At the moment many Ku-ring-gai households are just chucking their food scraps in the red bin and believe it or not, that’s actually a good thing. Red bin waste is sent to Woodlawn where this mix of organic and non-organic material is used to generate electricity and re-habilitate an old mining site. And back in 2017, the EPA valued the Woodlawn concept so much that when I inquired about holding a separate composting trial for Ku-ring-gai, I was discouraged by the EPA as it would cause the Woodlawn bioreactor to cease working to spec.

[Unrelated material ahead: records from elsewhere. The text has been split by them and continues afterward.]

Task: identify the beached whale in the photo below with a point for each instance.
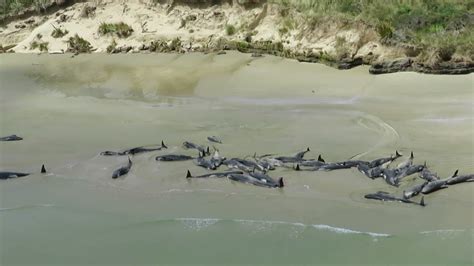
(200, 148)
(214, 139)
(9, 175)
(173, 158)
(384, 160)
(298, 157)
(122, 170)
(11, 138)
(385, 196)
(455, 179)
(254, 180)
(135, 150)
(218, 175)
(413, 191)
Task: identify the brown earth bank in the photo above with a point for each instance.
(180, 26)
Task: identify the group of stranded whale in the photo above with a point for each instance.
(255, 170)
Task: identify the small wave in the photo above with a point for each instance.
(294, 101)
(197, 224)
(27, 207)
(389, 135)
(178, 190)
(263, 225)
(445, 231)
(444, 120)
(347, 231)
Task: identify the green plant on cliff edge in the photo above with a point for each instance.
(120, 29)
(230, 29)
(77, 44)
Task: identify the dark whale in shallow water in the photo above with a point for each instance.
(173, 158)
(427, 175)
(135, 150)
(208, 164)
(455, 179)
(201, 149)
(381, 161)
(9, 175)
(214, 139)
(219, 175)
(298, 157)
(11, 138)
(122, 170)
(385, 196)
(254, 180)
(413, 191)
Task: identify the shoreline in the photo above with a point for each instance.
(258, 30)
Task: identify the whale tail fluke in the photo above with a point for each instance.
(280, 182)
(297, 167)
(320, 159)
(397, 154)
(455, 173)
(422, 201)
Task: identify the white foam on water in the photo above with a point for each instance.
(197, 224)
(264, 225)
(27, 207)
(342, 230)
(444, 119)
(444, 231)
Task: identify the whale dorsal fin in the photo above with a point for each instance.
(455, 173)
(280, 182)
(320, 159)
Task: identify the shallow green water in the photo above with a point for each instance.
(70, 109)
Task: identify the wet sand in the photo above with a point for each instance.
(70, 109)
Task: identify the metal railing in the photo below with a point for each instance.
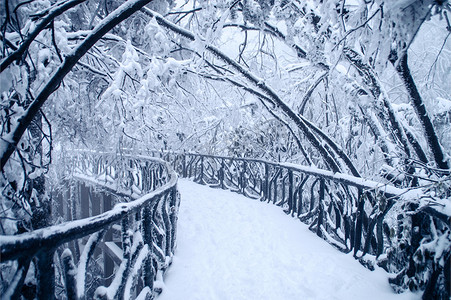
(138, 234)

Somehow things have changed and now in 2022, the EPA’s position is that all councils must implement FOGO (Food Organics and Garden Organics) thrown into the green bin by 2030. Ku-ring-gai is not yet ready to implement this and while some people at other councils have been critical of the delay, I don’t think the criticism is well thought out or justified. There is currently very limited capacity in NSW to support FOGO; it requires facilities that have not yet been built, so Ku-ring-gai will join in when the market develops and the capacity is there. FOGO will likely come at an increased cost to ratepayers due to the complexity of dealing with food contamination in green waste, and in the interim our practice of capturing organic emissions to generate electricity is quite a reasonable one.
There will also be new practices that come along with FOGO, especially for apartment dwellers. At the moment it’s sufficient for many apartments to have red, yellow and blue bins. In the future we will have to add the additional green bin and the concentration of predominantly food organics (only) will be particularly smelly.